Discovering a new species — a distinct group of organisms that mostly breed among themselves — is not for the faint of heart. Academy scientists forge isolated dangerous rapids to collect fish; risk polar bears to scour Arctic rocks for fossils no one has ever seen before; endure the steady drone of highway traffic and beating sun — to mention a fraction of their recent adventures.
And then there are the hours of study, collaborating and writing back in the lab.
Contrary to popular assumptions, the daunting endeavor of discovery is not an isolated pursuit reserved for the top scientists of the world. College students and hobbyists often contribute to major discoveries and some of them even grow up to be scientists and make their own discoveries.
We encounter these situations in this summary of three of the new species named by Academy scientists in 2022, plus two new species named FOR Academy scientists.
Swamp eel that inspired a haiku
When most people think of swamp eels they think of an eel that lives in a still swamp. But Synbranchus royal, a new species discovered by Ichthyology Curator Mark Sabaj, PhD, and Collection Manager Mariangeles Arce H., PhD, inhabits swift rocky rapids.
This is only the fourth species of Synbranchus recognized by scientists, and it is found throughout South America. A series of international field expeditions in the mid-2010s led by Sabaj collected the eel in the main channels of the Rio Xingu, Brazil.
Synbranchus royal is distinguished in part by its large head (like a crown) and is named after American ichthyologist Tyson Royal Roberts. With a little help from his friends and colleagues, Roberts has examined more Synbranchus specimens than all other fish scientists combined.
Co-authors on the publication in the Proceedings of the Academy of Natural Sciences of Philadelphia are Drexel co-ops Devon Donahue and Amanda Cramer, who worked in Ichthyology from 2014-2016 and helped collect and analyze the DNA sequence data used to help distinguish the species as new.
Synbranchus royal haiku by Mark Sabaj
Do clear waters swift
Fill your swollen head with thoughts
Of swamps ancestral
Four-legged “fishapod” that opted for life aquatic
Turns out not all lobe-finned fish transitioning from animals with fins to animals with limbs 375 million years ago opted to cast their future on land. Qikiqtania wakei, a new genus and species closely related to the famous Tiktaalik roseae that could propel itself on land, instead “decided” to stick with aquatic living.
“The specimen demonstrates that major evolutionary events occur within groups of closely related forms that are ‘experimenting’ with new morphology and ecological niches,” said Vertebrate Zoology Curator Ted Daeschler, PhD., a co-author of the scholarly report in Nature. “Transitional forms between finned and limbed vertebrates are rare and this new form increases the diversity of species from this important intermediate stage.”
Daeschler co-led a team that made numerous expeditions to Ellesmere Island, Nunavut Territory in Arctic Canada. On one of those trips 15 years ago, he and field partner Neil Shubin of the University of Chicago collected specimens from a quarry after spotting some rocks with distinctive white scales on the surface. But they remained in storage while the team focused on understanding Tiktaalik.
The nature of the single specimen of Qikiqtania wakei was not fully revealed until a team from the Shubin Lab CT scanned a relatively non-descript piece of rock with scales on the surface and revealed a pectoral fin preserved just below the surface of the block.

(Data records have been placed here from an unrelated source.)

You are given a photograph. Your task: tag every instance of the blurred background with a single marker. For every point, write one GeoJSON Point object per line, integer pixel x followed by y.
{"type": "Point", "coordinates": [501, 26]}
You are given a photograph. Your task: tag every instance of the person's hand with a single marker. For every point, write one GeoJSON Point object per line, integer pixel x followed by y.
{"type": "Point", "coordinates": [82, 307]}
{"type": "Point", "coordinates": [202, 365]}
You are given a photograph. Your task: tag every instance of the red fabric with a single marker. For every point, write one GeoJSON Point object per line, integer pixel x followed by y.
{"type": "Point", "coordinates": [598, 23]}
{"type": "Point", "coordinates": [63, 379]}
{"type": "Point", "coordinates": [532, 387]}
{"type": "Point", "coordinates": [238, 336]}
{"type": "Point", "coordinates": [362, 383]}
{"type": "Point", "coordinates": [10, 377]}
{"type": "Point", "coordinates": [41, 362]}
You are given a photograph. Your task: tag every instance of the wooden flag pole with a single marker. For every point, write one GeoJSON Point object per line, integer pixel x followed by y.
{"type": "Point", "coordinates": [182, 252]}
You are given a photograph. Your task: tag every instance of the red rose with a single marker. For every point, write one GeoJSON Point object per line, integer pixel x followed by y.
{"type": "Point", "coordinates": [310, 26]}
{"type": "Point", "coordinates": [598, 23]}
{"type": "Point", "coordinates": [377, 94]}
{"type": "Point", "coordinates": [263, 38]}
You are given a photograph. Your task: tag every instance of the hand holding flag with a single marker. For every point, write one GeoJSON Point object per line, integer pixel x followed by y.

Oldest of the old lobe-finned fish
Langlieria smalingi is a new species of lobe-finned fish, a large predator that trolled the delta-like ecosystems in Pennsylvania during the Late Devonian (about 370 million years ago). It is the oldest known tristichopterid from the Catskill Formation.
The nature of the discovery site suggests that Langlieria smalingi was living in brackish (more salinity than freshwater but less than seawater) water, unlike most discoveries from the Catskill Formation that come from ancient freshwater ecosystems. The specimen was collected by recreational paleontologists Jim Smaling and Jim Forster from an exposure of the Catskill Formation along a highway roadcut in Centre County.
They donated the specimen to the Academy, where Curator Daeschler and Research Associate and Delaware Valley University Professor Jason Downs added it to their intensive studies of these large, predatory tristichopterids from the Keystone State. In the last 5 years, Daeschler and Downs have described four new species, and another is in the works. Link to the paper in ResearchGate.
Academy scientists honored with species names
Vertebrate Zoology Collection Manager Ned Gilmore was honored with a new species of limbless worm-like caecilian, Funcusvermis gilmorei, described by lead author Ben Klingman, a Virginia Tech PhD candidate. As a child, Klingman visited the Academy frequently with his parents and interned with Gilmore, who turned out to be a mentor and inspiration.
Mark Sabaj was honored with a new species of knifefish, Sternopygus sabaji, described by doctoral student Kevin Torgersen and his advisor James Albert at the University of Louisiana at Lafayette. Sabaj collected the type series during an expedition to Suriname in 2007 and loaned the specimens to Kevin for his doctoral research on the group.